House Republicans have proposed a major rewrite of the Affordable Care Act that would increase the cost of health insurance for older workers and profoundly change the Medicaid support system for the most vulnerable. It would be the biggest change in government assistance for long-term care since the creation of Medicaid a half century ago.
The proposal would retain the basic structure of the law but redesign individual insurance subsidies and sharply reduce the federal payments to the Medicaid program. The likely bottom line for seniors: Higher premiums and out-of-pocket costs for those aged 60 and older who are not yet enrolled in Medicare, and reduced benefits for low-income seniors who are receiving long-term services and supports from Medicaid.
Those are just the direct effects. Keep in mind indirect consequences as well. For example, the more people under age 65 pay for medical care, either through higher premiums or higher out-of-pocket costs, the less money they’ll have to purchase long-term care insurance or save for personal assistance in old age. That means more older adults and younger people with disabilities will exhaust their assets on medical and long-term term care, and more will become eligible for Medicaid. However, because the federal contribution to Medicaid will shrink, those enrollees will receive less generous benefits.
The House bill is complex, and leaves many key issues unresolved, but here is how some of the key provisions would affect seniors:
Individual medical insurance: The House GOP bill would eliminate the Affordable Care Act subsidies that help people purchase individual insurance and replace them with a new subsidy design. That new model would create tax credits that are adjusted by age. For example, people under 30 would get an annual credit of $2,000. Those 50-59 would get a credit of $3,500 and those over 60 would receive a credit of $4,000. The credit would phase out for individuals making $75,000-a-year ($150,000 for couples).
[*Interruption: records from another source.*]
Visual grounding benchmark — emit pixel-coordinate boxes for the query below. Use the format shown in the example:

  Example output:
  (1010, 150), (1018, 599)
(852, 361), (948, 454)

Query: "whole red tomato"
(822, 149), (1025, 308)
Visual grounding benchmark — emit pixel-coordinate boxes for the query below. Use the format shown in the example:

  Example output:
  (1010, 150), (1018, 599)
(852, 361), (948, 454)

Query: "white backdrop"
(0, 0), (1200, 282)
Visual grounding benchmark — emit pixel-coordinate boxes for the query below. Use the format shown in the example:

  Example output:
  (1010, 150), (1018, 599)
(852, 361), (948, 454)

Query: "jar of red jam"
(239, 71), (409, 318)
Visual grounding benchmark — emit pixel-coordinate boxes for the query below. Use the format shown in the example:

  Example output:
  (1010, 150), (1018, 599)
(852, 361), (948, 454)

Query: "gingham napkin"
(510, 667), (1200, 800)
However, the bill would also significantly increase the premiums that insurance companies could charge older adults. Insurers could charge them premiums that are five times higher than those paid by young people. The likely net effect of the higher premiums and higher subsidies: Much more costly insurance.
At the same time, the bill would also eliminate the tax penalty for those who do not have insurance, and instead allow insurers to charge those who drop coverage a 30 percent premium for re-enrolling. Health economists argued that the ACA incentive for buying insurance was too weak, thus many young, healthy people simply did not buy, driving up premiums for the relatively sicker population that did purchase coverage. The House GOP incentive is even weaker and many experts feel it will result in even more costly premiums. Combined with the new premium cap, it is very likely that many of those in their 50s and 60s will be priced out of the new insurance market.
Medicaid: The House Republican plan would reduce the federal contribution to Medicaid, the joint federal/state health and long-term care program for low-income people. The program provides benefits for 8.3 million older adults and younger people with disabilities (4.6 million seniors), most of whom have very low incomes and severe functional limitations. It spends more than $140 billion annually for long-term supports and services.
The bill would slash benefits by imposing what it calls a “per capita cap,” starting in 2020. In other words, it would limit the federal share of Medicaid costs per beneficiary. If costs exceed a set amount, states would either have to pick up the additional expense or reduce benefits.
The proposal would divide the Medicaid population into categories (the elderly, younger people with disabilities, children etc). Each would be subject to its own cap. This would help protect seniors if a recession throws large numbers of working age adults onto Medicaid. But it would also set up a battle over how to divide those funds.
The consequences of Medicaid cuts: With less money, the program would likely reduce the amount it reimburses providers, such as nursing homes and home care agencies. Nursing facilities, already chafing under low Medicaid payments, would likely shift more beds to post-acute care, which are supported more generously by Medicare. High-quality home care agencies, already reluctant to participate in Medicaid, would likely abandon the program.
Although states have been shifting participants to home and community-based care, such benefits are optional. Thus, a poorly-funded program would likely reduce home care benefits. For instance, aides might be available for fewer hours. This is likely to be exacerbated by budget cuts the White House is expected to announce next week in programs such as Meals on Wheels, transportation, and senior housing.
This proposal faces an uphill battle, even in a GOP Congress. But if it becomes law, long-term care will change in profound ways.